En büyük hile, hilesizliktir.

Blogspot kapanmıştı, bugün laptoptan denedim açıldı. İnşallah genel olarak yasak kalkmıştır. Tabii ki, paragraflara filan dikkat ettim yazıda ama kaydet dediğimde düz yazı olarak atıyor. Gözümsünüz. Cuma günü sabahtan rutin ziyaretler için İstanbul'a ayak basıyorum. Akşama kadar işim var. 8 gibi işim bitiyor ve Beşiktaş'ta M.'nin okuldan çıkmasını bekliyorum. 5-6 saat sonra Kadıköy'ünden! (biz eskiden İstanbul'da böyle konuşurduk efenim) otobüse bineceğimden öyle takılacağız rahat rahat. Neyse tabi ben beklemekten rahatsız olarak M.yi arıyorum. Meşgule atıp mesaj çekiyor.
-Yarım saate çıkacağım. Ön kapıdan gir kantinde emre var abi. Benim iç ses cevap veriyor: -Amaann takılırım çarşı'da biraz daha, bir de şimdi kantinci Emre Abi ile tanışamayacağım. Ulen takoz. Tamam 5 senedir çarşıya gelmemişsin, özlemişsin ama dur iki saniye mesajı adam akıllı oku. Halbuki sonra tanıştık, Emre arkadaş canayakın, pozitif, çok muhabbetşinas bir adammış. Emre abi diye okursan tabi kantinci olur o sana.
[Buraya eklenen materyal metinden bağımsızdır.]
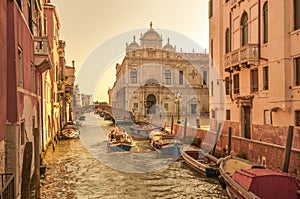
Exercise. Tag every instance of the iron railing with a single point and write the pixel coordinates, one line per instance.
(7, 190)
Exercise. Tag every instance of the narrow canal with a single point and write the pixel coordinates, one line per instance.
(82, 168)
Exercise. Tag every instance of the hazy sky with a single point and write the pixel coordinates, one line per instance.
(85, 25)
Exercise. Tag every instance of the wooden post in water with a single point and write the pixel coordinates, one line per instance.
(216, 138)
(198, 122)
(184, 130)
(172, 124)
(26, 169)
(37, 162)
(288, 149)
(229, 140)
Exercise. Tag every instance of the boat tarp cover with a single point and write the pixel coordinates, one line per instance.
(267, 183)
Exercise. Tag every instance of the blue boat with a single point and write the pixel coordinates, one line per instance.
(200, 161)
(70, 132)
(166, 144)
(119, 140)
(142, 131)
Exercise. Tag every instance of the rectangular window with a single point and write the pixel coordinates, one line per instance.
(166, 107)
(297, 118)
(20, 4)
(267, 117)
(193, 108)
(236, 83)
(296, 14)
(20, 68)
(227, 114)
(181, 77)
(297, 71)
(266, 78)
(212, 88)
(213, 114)
(22, 132)
(227, 86)
(45, 25)
(33, 79)
(253, 81)
(210, 8)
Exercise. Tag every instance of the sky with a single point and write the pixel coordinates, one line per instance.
(104, 26)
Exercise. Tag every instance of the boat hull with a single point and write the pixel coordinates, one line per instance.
(244, 180)
(119, 147)
(210, 169)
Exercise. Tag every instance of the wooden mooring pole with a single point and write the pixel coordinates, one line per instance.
(216, 138)
(184, 130)
(288, 149)
(229, 140)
Neyse M. çıktı dersten. Dedi ki abi üst katta 80'ler partisi var ben Emre'nin kartını aldım gel girek. Sağolsun ben yarın Adana'ya gideceğimden şive sıkıntısı çekmeyeyim diye birkaç saat böyle konuştuk. Öğrenci giriş kapısında turnikelere dayandık. M. kendi kartıyla geçiş yaptı tabi aynı saniye içerisinde ben de okuttum ama geçiş vermiyor. Hayır hiç bir ses filan yok makinada. M. döndü. Tabi hemen arkamızda güvenlik görevlisi. Bizim ŞŞAL'da 'şerif' olarak seslendiğimiz abi.
M.: Ne oldu okumuyor mu?
S.: Valla dokunduruyorum ama...(iç ses: tamam böyle şey görmedik 6 sene okuduk, fakat sabah bir plazaya girerken güvenlikten böyle geçtim. Antremanlıyım yani.)
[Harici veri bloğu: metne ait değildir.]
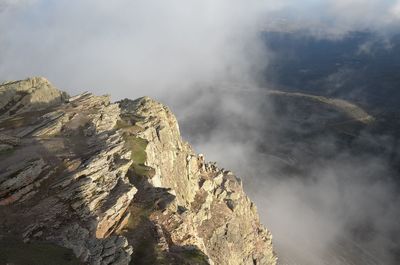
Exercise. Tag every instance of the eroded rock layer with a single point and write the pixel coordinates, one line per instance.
(116, 184)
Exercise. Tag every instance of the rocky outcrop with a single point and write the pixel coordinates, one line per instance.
(64, 178)
(210, 210)
(116, 183)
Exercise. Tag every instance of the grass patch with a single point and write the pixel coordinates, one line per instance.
(194, 256)
(15, 252)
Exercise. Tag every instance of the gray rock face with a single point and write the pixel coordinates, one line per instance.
(116, 183)
(64, 180)
(28, 95)
(218, 218)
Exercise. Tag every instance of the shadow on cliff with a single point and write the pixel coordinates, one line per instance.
(42, 199)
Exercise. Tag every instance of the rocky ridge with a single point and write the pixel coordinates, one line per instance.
(116, 184)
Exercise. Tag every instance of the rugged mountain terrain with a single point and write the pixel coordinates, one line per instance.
(114, 183)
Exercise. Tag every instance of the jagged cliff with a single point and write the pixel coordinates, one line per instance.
(116, 184)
M.: Ya şöye tutsak filan. Allah Allah.
S.: Buraya dokundurmuyor muyuz? (iç ses: valla kartın üzerinde türk telekom filan yazıyor ama bizimkiler aynı zamanda orada çalışıyor ya, entegre kart çıkarmışlardır herhalde.)
M.: Agadi yanlış kart mı çıkardın acaba cüzdandan? (bak burada tribünlere(şerif'e) oynuyoruz. Ulen sen verdin kartı 5 saniye önce bana.
S.: Sürtecez mi acaba kredi kartı gibi. (hani artık çare kalmadı, saçmalamalar başladı. iç ses: vay be adamlar ne teknoloji kurmuşlar. emre arkadaş( ki kendisini henüz tanımıyorum adamın kartını kaptıracağız) binadan çıkış yapmadığından tekrar bir giriş kabul etmiyor.) Yuhh. Yani oha. Abi 4 buçuk saniye içerisinde bu kadar mı diyalog, olay, düşünce olur. Şerif'e daha fazla kıl kaptırtmadan M.çıkış yapıyor ve biz kendimizi dışarı atıyoruz. Kart mı bozulmuş arkadaşlar sorusuna "Yo yo birşey yok" cevabı veriyoruz. O zaman ne ayak sorusu gelebileceğini düşünmeden. M. diğer kapıyı deneyelim diyor. 3 tane şerif var burada. 6 saniye içerisinde gerçekleştirdiğimiz ehliyet-yaka kartı değiş-tokuşunun ardından ikimizde okula dahil oluyoruz. Ve 6 saatin 3'ünü burada geçiriyoruz.

p.s.: Şu anda Elif'i okuyorum da yazarın arkadaşı için kullandığı J. kısaltmasından esinlendim ve ben de M. kullandım. Hani gizli birşey yok kendisi can dostum Mustafa'dır. Paulo'ya bir selam etmiş olduk böylece.